4) If you believe most of IR you visualize should be different between WT and mutant after performing 3), you can stick with rMATS results. Otherwise, IRFinder does its work.
Some specific situations:
If 1) is false, that means rMATS agrees with IRFinder, where the mutation is likely irrelevant to IR.
If 1) is true but 2) is false, that means rMATS finds annotated IR to be different, which is out of the scope of the default IRFinder reference.
hi i had bam files unsorted i created with STAR. then i used the Quantify IR bam mode (on unsorted files) with reference genome i buit with irfinder then i tried to do the Generalized Linear Model with Replicates in 2 different cases the AdjustedPValue is very high and it make me wonder if I'm doing something wrong this is the file i have IRFinder_GLM_Results.csv i had 5 control and 5 mutant i ran this script .libPaths("/sci/labs/maayan.salton/adi8897/R_libs")
Load the DESeq2 library
library(DESeq2)
Source the IRFinder DESeq2 constructor script
source("/sci/labs/maayan.salton/adi8897/IR_finder_venv/IRFinder-1.3.0/bin/DESeq2Constructor.R")
Read the file paths and experiment design
paths = read.table("filePaths.txt", header = FALSE, stringsAsFactors = FALSE)[,1] experiment = read.table("experiment.txt", header = TRUE, stringsAsFactors = FALSE) experiment$Condition = factor(experiment$Condition, levels = c("control", "mutant")) rownames(experiment) = NULL
Create a DESeqDataSet object from IRFinder results
metaList = DESeqDataSetFromIRFinder(filePaths = paths, designMatrix = experiment, designFormula = ~1)
Extract the DESeq2 object
dds = metaList$DESeq2Object
Set the design formula for the GLM
design(dds) = ~Condition + Condition:IRFinder
Run the DESeq2 analysis
dds = DESeq(dds)
Get results for the control condition
res.Control = results(dds, name = "Conditioncontrol.IRFinderIR") Control.IR_vs_Splice = 2^res.Control$log2FoldChange IRratio.Control = Control.IR_vs_Splice / (1 + Control.IR_vs_Splice)
Get results for the mutant condition
res.Mutant = results(dds, name = "Conditionmutant.IRFinderIR") Mutant.IR_vs_Splice = 2^res.Mutant$log2FoldChange IRratio.Mutant = Mutant.IR_vs_Splice / (1 + Mutant.IR_vs_Splice)

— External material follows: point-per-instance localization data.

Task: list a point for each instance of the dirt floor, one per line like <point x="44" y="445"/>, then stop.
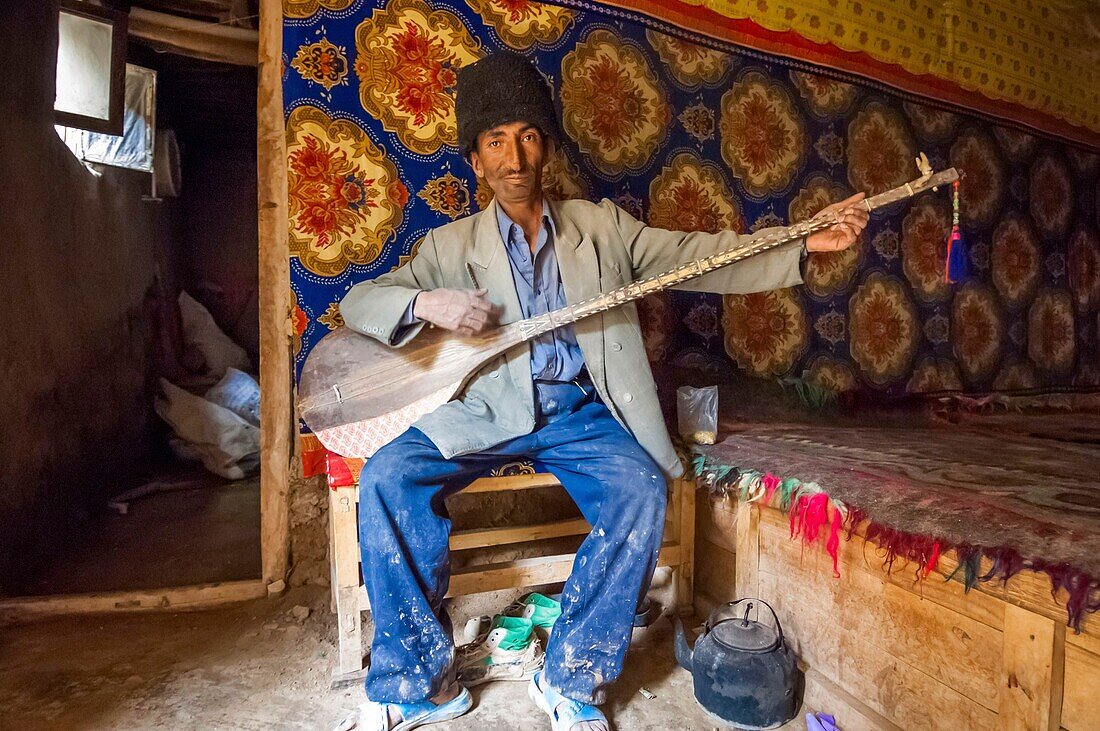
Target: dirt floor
<point x="256" y="666"/>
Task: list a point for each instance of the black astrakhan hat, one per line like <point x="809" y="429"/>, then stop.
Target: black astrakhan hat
<point x="501" y="88"/>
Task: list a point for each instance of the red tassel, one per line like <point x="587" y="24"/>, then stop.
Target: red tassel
<point x="833" y="545"/>
<point x="770" y="485"/>
<point x="957" y="265"/>
<point x="933" y="560"/>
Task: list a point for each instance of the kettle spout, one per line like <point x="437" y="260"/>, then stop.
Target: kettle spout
<point x="683" y="650"/>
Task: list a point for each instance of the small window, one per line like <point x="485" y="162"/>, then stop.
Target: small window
<point x="91" y="46"/>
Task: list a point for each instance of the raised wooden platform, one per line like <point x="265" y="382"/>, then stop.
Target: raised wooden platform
<point x="884" y="651"/>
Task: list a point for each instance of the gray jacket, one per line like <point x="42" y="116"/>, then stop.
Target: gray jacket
<point x="600" y="247"/>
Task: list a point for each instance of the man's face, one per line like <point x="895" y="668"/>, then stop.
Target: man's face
<point x="510" y="157"/>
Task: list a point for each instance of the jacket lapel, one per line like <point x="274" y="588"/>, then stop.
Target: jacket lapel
<point x="494" y="274"/>
<point x="580" y="276"/>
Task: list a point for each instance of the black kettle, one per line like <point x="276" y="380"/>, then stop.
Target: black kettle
<point x="743" y="669"/>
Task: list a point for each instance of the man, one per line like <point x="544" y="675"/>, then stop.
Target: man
<point x="580" y="402"/>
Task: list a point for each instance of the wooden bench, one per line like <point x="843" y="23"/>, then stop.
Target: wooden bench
<point x="350" y="595"/>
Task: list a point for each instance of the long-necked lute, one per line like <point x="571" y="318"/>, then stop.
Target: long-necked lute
<point x="356" y="394"/>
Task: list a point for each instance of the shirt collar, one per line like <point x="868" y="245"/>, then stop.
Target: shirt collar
<point x="507" y="225"/>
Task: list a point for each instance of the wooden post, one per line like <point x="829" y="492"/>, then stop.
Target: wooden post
<point x="747" y="577"/>
<point x="276" y="416"/>
<point x="1033" y="663"/>
<point x="345" y="579"/>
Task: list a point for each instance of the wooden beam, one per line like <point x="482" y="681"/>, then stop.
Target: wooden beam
<point x="183" y="598"/>
<point x="683" y="495"/>
<point x="520" y="573"/>
<point x="746" y="579"/>
<point x="276" y="414"/>
<point x="486" y="536"/>
<point x="195" y="37"/>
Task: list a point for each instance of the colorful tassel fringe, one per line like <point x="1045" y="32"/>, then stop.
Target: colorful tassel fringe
<point x="810" y="509"/>
<point x="958" y="264"/>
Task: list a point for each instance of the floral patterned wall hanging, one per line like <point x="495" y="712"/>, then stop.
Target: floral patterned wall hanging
<point x="690" y="134"/>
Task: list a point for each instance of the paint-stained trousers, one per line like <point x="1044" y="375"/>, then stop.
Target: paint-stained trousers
<point x="404" y="530"/>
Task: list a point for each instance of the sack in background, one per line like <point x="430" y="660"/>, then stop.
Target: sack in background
<point x="204" y="334"/>
<point x="239" y="392"/>
<point x="227" y="444"/>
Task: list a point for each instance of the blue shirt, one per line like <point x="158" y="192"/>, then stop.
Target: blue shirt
<point x="554" y="355"/>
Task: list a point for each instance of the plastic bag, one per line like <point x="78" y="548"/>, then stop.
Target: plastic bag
<point x="239" y="392"/>
<point x="697" y="413"/>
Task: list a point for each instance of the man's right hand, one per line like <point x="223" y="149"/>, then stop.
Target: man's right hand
<point x="465" y="311"/>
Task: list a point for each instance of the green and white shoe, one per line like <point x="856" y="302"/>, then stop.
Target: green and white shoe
<point x="542" y="610"/>
<point x="508" y="651"/>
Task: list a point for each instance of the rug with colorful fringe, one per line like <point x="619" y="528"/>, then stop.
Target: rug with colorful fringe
<point x="1022" y="490"/>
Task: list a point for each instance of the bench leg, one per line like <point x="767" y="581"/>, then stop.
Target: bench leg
<point x="344" y="557"/>
<point x="685" y="572"/>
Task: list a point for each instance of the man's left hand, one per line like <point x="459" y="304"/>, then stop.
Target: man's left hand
<point x="845" y="232"/>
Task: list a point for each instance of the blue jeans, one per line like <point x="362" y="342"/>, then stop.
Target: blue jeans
<point x="404" y="530"/>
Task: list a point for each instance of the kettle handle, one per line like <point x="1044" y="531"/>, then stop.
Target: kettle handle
<point x="710" y="624"/>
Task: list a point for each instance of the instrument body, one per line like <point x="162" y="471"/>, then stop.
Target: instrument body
<point x="356" y="394"/>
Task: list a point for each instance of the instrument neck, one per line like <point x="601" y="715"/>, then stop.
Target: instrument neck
<point x="531" y="328"/>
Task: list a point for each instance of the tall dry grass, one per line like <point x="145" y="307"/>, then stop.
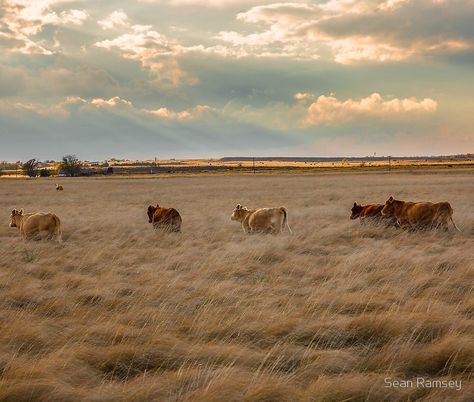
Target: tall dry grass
<point x="122" y="312"/>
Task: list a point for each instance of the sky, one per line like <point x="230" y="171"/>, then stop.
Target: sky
<point x="140" y="79"/>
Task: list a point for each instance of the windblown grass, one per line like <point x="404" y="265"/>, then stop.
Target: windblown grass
<point x="122" y="312"/>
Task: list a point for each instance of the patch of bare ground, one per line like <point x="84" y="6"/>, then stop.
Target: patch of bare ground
<point x="121" y="312"/>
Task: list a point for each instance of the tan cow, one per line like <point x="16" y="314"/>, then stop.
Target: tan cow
<point x="420" y="215"/>
<point x="32" y="225"/>
<point x="263" y="220"/>
<point x="371" y="213"/>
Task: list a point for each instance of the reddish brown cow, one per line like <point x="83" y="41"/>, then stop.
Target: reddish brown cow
<point x="420" y="215"/>
<point x="372" y="213"/>
<point x="166" y="218"/>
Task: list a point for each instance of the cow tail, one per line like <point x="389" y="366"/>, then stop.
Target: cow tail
<point x="285" y="220"/>
<point x="454" y="223"/>
<point x="59" y="232"/>
<point x="452" y="220"/>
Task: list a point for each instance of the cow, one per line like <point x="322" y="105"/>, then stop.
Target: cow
<point x="263" y="220"/>
<point x="165" y="218"/>
<point x="420" y="215"/>
<point x="32" y="225"/>
<point x="371" y="213"/>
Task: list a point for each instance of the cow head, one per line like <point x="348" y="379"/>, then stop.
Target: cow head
<point x="389" y="207"/>
<point x="150" y="212"/>
<point x="15" y="217"/>
<point x="356" y="210"/>
<point x="239" y="213"/>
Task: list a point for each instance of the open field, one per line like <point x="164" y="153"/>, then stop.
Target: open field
<point x="122" y="312"/>
<point x="276" y="165"/>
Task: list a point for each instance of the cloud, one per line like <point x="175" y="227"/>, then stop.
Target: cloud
<point x="153" y="51"/>
<point x="356" y="31"/>
<point x="22" y="20"/>
<point x="328" y="110"/>
<point x="201" y="3"/>
<point x="116" y="19"/>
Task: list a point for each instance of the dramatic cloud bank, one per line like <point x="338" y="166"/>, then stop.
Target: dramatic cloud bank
<point x="325" y="77"/>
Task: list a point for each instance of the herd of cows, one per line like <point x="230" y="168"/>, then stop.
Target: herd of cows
<point x="401" y="214"/>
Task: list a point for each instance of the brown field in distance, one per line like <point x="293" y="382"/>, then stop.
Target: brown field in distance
<point x="122" y="312"/>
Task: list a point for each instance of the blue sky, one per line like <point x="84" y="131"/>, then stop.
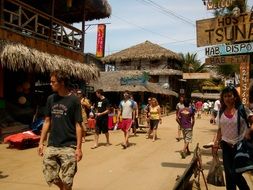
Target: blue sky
<point x="135" y="21"/>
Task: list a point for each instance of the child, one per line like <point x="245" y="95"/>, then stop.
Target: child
<point x="91" y="121"/>
<point x="187" y="120"/>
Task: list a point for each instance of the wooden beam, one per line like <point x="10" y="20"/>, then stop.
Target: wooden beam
<point x="41" y="45"/>
<point x="221" y="60"/>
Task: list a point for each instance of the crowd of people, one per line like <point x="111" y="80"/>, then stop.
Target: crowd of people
<point x="68" y="115"/>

Test the difference of IR ratio between control and mutant
res.Diff = results(dds, contrast = list("Conditionmutant.IRFinderIR", "Conditioncontrol.IRFinderIR")) IR.change = IRratio.Mutant - IRratio.Control
Plot the changes in IR ratio with significance
plot(IR.change, col = ifelse(res.Diff$padj < 0.05 & abs(IR.change) >= 0.1, "red", "black"))
Create a data frame with the results
results_df <- data.frame( Gene = rownames(res.Diff), Log2FoldChange = res.Diff$log2FoldChange, PValue = res.Diff$pvalue, AdjustedPValue = res.Diff$padj, IRChange = IR.change )
Write the results to a CSV file
write.csv(results_df, "IRFinder_GLM_Results.csv", row.names = FALSE)
can you help me understand what am i doing wrong? when i checked the quantification files i sow that modt of the lines is LowCover i think this is the problem but i don't know how to fix it i ran it on different samples from different expiraments.